As polêmicas que cercam o tema são de longa data no Brasil. Fugas, mulheres infiltradas, festas secretas, circulação de bebidas alcoólicas e outras inúmeras situações dentro (e fora) das concentrações ganharam as páginas esportivas do mundo do futebol ao longo dos anos. Um assunto que boleiro que se preze não comenta, nem depois de aposentado.

“Isso aí só dá problema [falar sobre concentrações]. A gente sabe de muitos esquemas que rolaram. Dar uma ‘fugidinha’ era certo. Quem ia aguentar ficar no seco com tanta mulher em volta cheia de amor pra dar? [Risos] Falando sério, hoje em dia não sei se têm [fugas]. A fiscalização é maior. Hoje tem celular, internet, torcedor correndo atrás, tudo que você imaginar”, revela um ex-craque do Vitória que se tornou ídolo internacional após diversas conquistas, inclusive pela seleção brasileira.

 

Pelo visto, não é exatamente no corte do entretenimento entre quatro paredes que fará o atleta estar descansado o suficiente para entrar em campo. O problema possivelmente esteja na farra que o antecede. Com salários consideráveis, não é tão difícil para o jogador solteiro entrar em um esquema que termine numa cama de casal. Porém, as escalas em festas e bares antes dos fins, são meios inevitáveis.

“Tem jogador de 18, 19 e 20 anos que são independentes financeiramente. Vai saber o que se passa na cabeça de um menino desses, que muitas vezes nem tem estrutura familiar? Com dinheiro no bolso, você não sabe o que cara vai fazer”, analisa Charles.

Uma situação que também engloba alguns boleiros casados que inventam de pular a cerca. “A facilidade para o jogador de futebol hoje é bem maior. O cara é tratado como estrela. É artista”, completa o treinador. Se foram flagrados, é certeza de crise conjugal.

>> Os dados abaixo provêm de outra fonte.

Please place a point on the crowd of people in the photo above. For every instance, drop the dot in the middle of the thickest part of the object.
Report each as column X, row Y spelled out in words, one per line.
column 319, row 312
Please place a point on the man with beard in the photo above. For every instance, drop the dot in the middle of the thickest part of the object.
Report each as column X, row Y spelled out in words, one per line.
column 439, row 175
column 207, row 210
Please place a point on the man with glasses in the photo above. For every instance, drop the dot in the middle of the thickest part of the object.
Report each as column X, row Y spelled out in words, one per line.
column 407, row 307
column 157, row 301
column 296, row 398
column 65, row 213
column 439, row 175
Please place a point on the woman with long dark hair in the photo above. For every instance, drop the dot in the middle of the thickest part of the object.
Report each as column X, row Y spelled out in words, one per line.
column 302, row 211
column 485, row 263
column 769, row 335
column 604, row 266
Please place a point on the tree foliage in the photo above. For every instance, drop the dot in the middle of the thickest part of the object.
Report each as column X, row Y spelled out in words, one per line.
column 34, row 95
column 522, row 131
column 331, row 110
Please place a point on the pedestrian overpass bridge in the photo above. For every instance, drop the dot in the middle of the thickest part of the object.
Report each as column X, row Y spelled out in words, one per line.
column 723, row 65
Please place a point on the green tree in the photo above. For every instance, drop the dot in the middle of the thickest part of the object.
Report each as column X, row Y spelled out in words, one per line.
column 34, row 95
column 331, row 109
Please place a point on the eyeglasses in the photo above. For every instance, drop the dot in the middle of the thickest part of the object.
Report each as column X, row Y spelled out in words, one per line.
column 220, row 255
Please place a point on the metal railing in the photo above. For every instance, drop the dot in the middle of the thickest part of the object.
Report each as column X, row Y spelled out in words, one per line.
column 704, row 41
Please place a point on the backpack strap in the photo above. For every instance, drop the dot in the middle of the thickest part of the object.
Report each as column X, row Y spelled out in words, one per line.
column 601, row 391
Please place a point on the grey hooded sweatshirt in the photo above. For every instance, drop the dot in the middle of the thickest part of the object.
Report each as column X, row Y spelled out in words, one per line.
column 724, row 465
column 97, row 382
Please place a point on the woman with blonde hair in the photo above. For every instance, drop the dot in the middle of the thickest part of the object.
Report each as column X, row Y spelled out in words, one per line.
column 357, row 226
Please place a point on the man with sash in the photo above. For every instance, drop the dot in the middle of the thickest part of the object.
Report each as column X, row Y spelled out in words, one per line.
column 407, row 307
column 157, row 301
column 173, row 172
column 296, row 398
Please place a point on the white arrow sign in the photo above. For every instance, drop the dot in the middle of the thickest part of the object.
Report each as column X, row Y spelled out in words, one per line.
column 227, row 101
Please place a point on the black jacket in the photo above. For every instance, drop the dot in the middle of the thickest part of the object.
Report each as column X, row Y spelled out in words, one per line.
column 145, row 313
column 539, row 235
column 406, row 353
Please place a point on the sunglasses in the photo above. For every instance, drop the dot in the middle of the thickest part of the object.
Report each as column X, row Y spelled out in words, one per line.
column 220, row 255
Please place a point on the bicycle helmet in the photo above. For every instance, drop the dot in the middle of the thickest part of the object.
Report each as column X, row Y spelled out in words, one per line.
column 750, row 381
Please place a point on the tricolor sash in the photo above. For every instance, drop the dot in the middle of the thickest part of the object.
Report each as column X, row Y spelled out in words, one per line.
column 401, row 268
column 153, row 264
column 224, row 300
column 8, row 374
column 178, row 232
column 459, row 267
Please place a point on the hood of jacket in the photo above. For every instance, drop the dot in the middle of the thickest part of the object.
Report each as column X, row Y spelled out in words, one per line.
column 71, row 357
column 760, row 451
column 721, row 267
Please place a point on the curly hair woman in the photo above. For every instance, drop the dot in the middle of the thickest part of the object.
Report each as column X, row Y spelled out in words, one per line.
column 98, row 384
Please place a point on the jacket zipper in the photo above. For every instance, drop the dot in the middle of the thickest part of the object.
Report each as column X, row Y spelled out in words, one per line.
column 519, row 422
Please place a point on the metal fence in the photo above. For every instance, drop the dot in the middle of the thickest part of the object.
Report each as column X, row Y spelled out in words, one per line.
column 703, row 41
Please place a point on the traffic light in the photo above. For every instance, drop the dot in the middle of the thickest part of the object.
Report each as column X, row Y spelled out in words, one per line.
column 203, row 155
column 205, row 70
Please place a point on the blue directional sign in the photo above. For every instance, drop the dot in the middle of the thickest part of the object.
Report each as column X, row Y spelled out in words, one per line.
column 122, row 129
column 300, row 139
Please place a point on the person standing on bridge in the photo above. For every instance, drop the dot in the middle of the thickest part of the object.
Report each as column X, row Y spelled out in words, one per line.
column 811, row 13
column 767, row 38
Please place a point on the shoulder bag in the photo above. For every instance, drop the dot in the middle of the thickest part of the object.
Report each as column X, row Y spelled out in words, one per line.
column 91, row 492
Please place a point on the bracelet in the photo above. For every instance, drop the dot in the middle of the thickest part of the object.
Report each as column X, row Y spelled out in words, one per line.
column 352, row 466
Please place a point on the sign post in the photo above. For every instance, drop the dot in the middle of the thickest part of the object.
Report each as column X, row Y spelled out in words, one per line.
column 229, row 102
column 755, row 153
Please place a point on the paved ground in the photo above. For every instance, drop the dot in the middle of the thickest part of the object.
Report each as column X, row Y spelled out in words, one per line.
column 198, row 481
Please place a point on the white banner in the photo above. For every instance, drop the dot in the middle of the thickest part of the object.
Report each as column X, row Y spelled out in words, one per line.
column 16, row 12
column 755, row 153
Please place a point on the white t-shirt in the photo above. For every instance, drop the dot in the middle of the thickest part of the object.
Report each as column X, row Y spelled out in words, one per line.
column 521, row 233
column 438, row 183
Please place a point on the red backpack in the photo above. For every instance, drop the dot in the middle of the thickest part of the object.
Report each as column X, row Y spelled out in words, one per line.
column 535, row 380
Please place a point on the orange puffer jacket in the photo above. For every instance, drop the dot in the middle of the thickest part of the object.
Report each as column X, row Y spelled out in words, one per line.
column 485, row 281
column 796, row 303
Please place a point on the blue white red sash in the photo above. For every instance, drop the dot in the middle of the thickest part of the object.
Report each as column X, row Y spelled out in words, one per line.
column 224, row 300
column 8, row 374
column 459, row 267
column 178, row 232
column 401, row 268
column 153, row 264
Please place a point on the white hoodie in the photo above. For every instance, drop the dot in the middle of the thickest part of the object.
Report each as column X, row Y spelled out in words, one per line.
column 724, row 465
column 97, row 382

Em ambos os casos, adeus tranquilidade e foco na partida.

Tudo tem limite

No fim das contas, não é a abstinência sexual que fará o jogador estar melhor condicionado ou com foco apurado para o jogo. “Os atletas devem ser tratados de forma individualizada. O jogador com muita libido, por exemplo, em abstinência, sente um desconforto fisiológico”, explica Dortas.

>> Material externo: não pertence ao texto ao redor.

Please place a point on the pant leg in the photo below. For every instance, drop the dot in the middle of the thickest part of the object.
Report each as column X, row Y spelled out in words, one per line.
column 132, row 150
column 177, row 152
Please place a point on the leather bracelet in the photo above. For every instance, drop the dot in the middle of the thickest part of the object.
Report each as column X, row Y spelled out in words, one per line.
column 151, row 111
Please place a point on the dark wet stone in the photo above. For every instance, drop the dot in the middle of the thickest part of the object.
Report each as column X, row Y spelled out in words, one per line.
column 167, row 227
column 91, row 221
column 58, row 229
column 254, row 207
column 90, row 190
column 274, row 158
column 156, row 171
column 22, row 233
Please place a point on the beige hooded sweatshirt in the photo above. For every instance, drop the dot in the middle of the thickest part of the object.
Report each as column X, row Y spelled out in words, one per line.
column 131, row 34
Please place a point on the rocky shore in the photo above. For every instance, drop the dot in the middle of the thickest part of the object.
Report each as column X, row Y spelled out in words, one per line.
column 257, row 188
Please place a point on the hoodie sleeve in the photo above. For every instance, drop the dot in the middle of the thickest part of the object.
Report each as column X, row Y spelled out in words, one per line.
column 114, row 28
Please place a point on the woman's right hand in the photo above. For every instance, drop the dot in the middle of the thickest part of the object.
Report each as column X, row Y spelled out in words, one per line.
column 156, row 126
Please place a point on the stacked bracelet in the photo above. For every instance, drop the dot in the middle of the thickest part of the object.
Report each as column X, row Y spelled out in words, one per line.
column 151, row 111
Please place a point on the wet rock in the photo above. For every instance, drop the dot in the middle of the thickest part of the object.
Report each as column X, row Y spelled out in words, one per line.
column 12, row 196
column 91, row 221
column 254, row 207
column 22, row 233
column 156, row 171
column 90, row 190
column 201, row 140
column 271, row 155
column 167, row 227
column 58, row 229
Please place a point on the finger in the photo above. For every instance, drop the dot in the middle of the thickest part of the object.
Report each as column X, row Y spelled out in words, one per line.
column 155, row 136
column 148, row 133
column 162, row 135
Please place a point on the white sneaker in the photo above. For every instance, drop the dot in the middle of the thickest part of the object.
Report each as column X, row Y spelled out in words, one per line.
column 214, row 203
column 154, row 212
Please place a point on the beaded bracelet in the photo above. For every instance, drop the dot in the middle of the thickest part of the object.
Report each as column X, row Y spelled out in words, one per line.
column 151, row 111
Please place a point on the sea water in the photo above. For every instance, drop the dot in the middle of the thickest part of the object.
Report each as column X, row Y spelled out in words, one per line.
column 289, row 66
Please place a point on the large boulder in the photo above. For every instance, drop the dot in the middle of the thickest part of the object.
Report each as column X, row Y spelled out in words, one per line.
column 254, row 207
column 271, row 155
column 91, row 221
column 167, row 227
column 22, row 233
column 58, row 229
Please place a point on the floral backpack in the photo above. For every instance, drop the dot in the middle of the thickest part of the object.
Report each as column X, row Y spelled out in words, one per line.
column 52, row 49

Apesar de defender a prática no futebol, o especialista reconhece que nem sempre ela alcança o resultado esperado. “Tem aqueles que não conseguem dormir por não estarem acostumados com outro colchão que não seja o de casa”.

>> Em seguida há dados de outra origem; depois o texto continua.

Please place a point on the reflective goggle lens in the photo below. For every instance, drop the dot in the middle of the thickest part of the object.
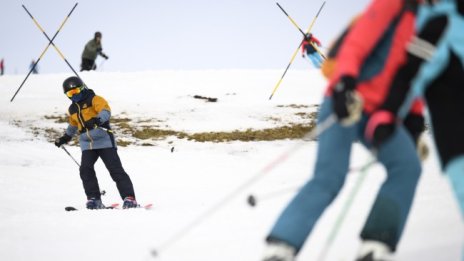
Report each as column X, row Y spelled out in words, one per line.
column 74, row 91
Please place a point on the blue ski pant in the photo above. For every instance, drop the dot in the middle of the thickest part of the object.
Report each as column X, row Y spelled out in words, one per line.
column 389, row 213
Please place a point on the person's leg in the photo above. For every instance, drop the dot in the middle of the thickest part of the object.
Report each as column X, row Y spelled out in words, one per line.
column 333, row 153
column 455, row 171
column 389, row 213
column 86, row 64
column 112, row 162
column 87, row 173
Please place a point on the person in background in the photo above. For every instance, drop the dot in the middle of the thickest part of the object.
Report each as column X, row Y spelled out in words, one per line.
column 89, row 117
column 35, row 69
column 366, row 62
column 308, row 50
column 92, row 49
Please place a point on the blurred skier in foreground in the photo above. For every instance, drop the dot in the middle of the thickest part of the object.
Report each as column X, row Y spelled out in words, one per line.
column 367, row 60
column 435, row 71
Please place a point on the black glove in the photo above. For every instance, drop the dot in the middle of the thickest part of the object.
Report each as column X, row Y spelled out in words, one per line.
column 62, row 140
column 92, row 123
column 347, row 105
column 380, row 127
column 415, row 125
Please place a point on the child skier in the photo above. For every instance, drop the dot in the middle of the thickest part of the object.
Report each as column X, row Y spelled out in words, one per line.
column 89, row 116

Até Charles, com sua fama de linha dura em suas duas passagens à frente do Esquadrão, reconhece que menos é mais. “Claro que uma concentração muito longa atrapalha. É um exagero ficar três dias. Na minha época [de jogador] não atrapalhou, mas hoje em dia satura muito”, pondera o campeão brasileiro de 1988.

 

Quanto ao dito popular de que ‘mulher enfraquece as pernas’, desconsidere. A explosão de energia causada pelo ato sexual “provoca um relaxamento muscular e psicológico”, explica Dortas. É comprovado que após a prática, as pessoas passam a ter um sono mais agradável e recobram as energias com mais facilidade, tornando-as mais dispostas (e felizes) no dia seguinte. Só não vale perder a noite de sono, afinal que tudo tem limite, óbvio.

Então, a conclusão de especialistas é que não será a abstinência sexual, tampouco o aumento de dias de concentração, que fará o rubro-negro permanecer  e tricolor retornar à elite do futebol brasileiro.